Let n~ be another path from a2 back to a1. Apply m~ backwards, from a1 to a2, then n~, and find a loop upstairs, which becomes an element of G downstairs. Thus m inverse followed by n belongs to G. Multiply by m on the left, and m and n represent the same left coset of G in its normalizer. We have constructed a map, which I will call f, from the automorphisms of S~/S into the left cosets of G within its normalizer.
By construction, G is normal within its normalizer, hence there is no significant distinction between left and right cosets. We simply have cosets of G, which are also elements of the quotient group n(G)/G.
Consider the composition of two automorphisms h and j.
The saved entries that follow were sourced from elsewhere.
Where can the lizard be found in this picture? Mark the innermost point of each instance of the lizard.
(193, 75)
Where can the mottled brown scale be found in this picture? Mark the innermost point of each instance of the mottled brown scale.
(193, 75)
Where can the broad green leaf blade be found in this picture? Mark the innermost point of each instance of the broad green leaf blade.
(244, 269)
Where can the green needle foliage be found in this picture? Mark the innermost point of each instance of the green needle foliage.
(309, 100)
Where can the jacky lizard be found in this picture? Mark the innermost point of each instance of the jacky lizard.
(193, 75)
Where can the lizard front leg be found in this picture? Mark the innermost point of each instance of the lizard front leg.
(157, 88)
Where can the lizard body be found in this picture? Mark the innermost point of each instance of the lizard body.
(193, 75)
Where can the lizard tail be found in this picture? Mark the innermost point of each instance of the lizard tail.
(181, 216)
Let h map a1 to a2 as above, with a path m~ connecting a2 to a1. Let j carry a1 to a3, with a path n~. Being continuous, j carries the entire path m~ to another path from a4 to a3. Thus a4 = j(h(a1)).
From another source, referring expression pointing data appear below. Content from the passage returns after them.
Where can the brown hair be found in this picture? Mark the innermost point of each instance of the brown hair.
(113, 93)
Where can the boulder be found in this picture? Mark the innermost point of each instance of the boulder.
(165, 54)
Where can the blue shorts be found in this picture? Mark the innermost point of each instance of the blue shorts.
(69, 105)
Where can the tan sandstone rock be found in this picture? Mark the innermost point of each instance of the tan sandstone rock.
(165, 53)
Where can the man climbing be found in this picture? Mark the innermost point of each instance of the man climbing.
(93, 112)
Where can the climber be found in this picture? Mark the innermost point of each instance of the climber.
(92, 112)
when applying f, any path will do, so travel along j(m~) to a3, then along n~. Since j respects projection, both j(m~) and m~ map to m downstairs. This is followed by n. Therefore the composition of automorphisms leads to the concatenation of loops representing cosets of G. In other words, f is a group homomorphism.
Injective is not hard to prove. Let m~ from a2 to a1 map to a loop in G. Every loop in G comes from a loop in S~, hence m~ actually defines a loop, and the automorphism is trivial. Thus f is a monomorphism.
Finally, show f is surjective, giving an isomorphism. Let m be the inverse of a loop that represents a coset of G in its normalizer. Lift m up to a path that runs from a2 back to a1. We already said there is a lift, an automorphism, carrying a1 to a2, and that automorphism leads to m.
In summary, the automorphism group of S~/S is equal to the quotient group n(G)/G, where G is the image of π(S~) in S.
As an example, review the covering space we built for the figure 8. A free group on infinitely many generators embeds in the free group on A and B, and this embedding has to be normal. The fiber is the set of integers, the powers of A, and the automorphisms shift the real line, with its dangling loops, left or right.
You can verify this algebraically. The embedded group G in the figure 8 is generated by AnB/An for all values of n. A word belongs to G iff it presents an equal number of A's and A inverses. Conjugate such a word by A or B and the criterion still holds, hence G is a normal subgroup. Finally, the cosets of G, the elements of the quotient group, are the positive and negative powers of A.
Let S2 act as a covering space for P2 in the obvious way. Each point in projective space now has two points in its fiber. The automorphism group of S2/P2 is Z2. We already showed the sphere is simply connected, so it's fundamental group is trivial. Embed this in P2, and G is trivial. Therefore π(P2) = Z2. This holds for all dimensions beyond 1.